What did Powell believe? What were his politics? What did he think about Jews/other races/other classes/women? All these questions are answered, but answered unsatisfactorily (partly because Barber wants to protect Powell). They seem incidental rather than central to the narrative. Barber prefers recapitulation of Powell’s attitudes and views to actual analysis or critique. The first mention of Powell’s ‘Toryism’ is on page 46, where it is discussed (not really explained or introduced) then dropped after a few sentences on its wider social context. All this is interesting, but given that Powell himself was (Barber acknowledges) extremely cagey about his own beliefs – and his own personal life – Barber is extremely reluctant to spend a satisfactory amount of time excavating the person behind the Dance. These sections are unsystematic and make up only a small fraction of the book.

Barber’s biography of Powell is probably a good piece of work. It is scholarly, well-written, and even manages to capture hints of Powell’s own mischievousness in its style. But it isn’t the biography I wanted to read. It seemed like a distillation of Powell’s memoirs, which themselves read a little too much like a distillation of Dance. I wanted to read about Powell himself, not Powell as a model for Jenkins and his friends as a model for the cast of the novels. The fleeting glimpses of Powell’s character and attitudes are too fleeting, and the analysis eschews getting into these in favor of explicating the wider social context of the different periods in Powell’s life, and (more than anything else) the relationships between it and his novels. It is extremely frustrating.
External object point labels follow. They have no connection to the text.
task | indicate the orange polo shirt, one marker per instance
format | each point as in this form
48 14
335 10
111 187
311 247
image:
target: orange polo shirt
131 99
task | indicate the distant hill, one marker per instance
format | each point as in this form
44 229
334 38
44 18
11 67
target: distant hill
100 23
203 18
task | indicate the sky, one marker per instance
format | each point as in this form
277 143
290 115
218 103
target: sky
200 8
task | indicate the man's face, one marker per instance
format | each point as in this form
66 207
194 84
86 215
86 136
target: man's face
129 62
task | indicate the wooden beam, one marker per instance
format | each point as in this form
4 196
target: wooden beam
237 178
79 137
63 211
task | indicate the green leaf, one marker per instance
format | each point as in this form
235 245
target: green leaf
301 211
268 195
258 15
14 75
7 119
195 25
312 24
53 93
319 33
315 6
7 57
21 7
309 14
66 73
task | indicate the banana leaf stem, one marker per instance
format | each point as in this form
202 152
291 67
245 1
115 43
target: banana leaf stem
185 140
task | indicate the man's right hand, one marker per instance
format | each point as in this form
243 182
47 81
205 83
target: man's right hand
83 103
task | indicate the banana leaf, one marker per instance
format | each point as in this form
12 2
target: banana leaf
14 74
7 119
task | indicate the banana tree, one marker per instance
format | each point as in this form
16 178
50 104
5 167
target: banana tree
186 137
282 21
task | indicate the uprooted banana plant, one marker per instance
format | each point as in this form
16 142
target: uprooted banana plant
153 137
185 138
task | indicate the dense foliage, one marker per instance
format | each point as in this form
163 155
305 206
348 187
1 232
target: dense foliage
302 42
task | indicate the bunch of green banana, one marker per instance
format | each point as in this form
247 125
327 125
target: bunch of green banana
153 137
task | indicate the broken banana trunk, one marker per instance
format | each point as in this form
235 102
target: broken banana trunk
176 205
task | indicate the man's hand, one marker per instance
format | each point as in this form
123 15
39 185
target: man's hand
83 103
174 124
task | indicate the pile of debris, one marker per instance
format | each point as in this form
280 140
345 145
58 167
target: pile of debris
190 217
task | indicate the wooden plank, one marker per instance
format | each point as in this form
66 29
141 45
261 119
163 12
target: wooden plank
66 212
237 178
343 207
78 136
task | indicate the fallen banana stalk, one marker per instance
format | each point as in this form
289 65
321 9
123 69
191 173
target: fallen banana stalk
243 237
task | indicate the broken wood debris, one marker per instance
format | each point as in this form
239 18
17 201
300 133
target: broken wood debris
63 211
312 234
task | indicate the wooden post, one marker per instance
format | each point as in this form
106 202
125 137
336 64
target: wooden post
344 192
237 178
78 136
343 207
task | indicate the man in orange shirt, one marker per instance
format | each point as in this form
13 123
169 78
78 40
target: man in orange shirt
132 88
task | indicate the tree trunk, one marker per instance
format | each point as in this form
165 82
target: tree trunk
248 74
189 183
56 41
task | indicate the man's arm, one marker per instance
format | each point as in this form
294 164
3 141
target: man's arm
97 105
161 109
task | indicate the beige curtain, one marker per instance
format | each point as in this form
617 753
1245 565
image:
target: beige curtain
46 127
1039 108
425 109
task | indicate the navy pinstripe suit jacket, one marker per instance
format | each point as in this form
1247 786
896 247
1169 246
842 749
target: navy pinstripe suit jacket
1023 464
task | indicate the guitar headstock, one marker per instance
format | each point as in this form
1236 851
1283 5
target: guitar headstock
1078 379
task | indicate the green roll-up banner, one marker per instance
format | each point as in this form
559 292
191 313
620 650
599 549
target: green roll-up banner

One of my favorite things about Powell’s work is the contrast between narrator Nicholas Jenkins’ reticence about discussing details of his own personal life (balanced by the occasional tantalizing revelation) and his voyeuristic fascination with the details of the lives and personalities of the people around him. For me Jenkins, not Kenneth Widmerpool, X Trapnel or Pamela Flitton, is the most enigmatic character in the series. There are revelations about Powell in his own memoirs and in Barber’s biography, but the focus in both tends to default back to the interesting and famous characters Powell knew rather than Powell’s own convictions and personality. Ultimately, Barber treats Powell like the narrator, and not any other character, in Powell’s fiction, and in doing so misses an opportunity to offer something that goes far beyond what we already have in the memoirs and the novels.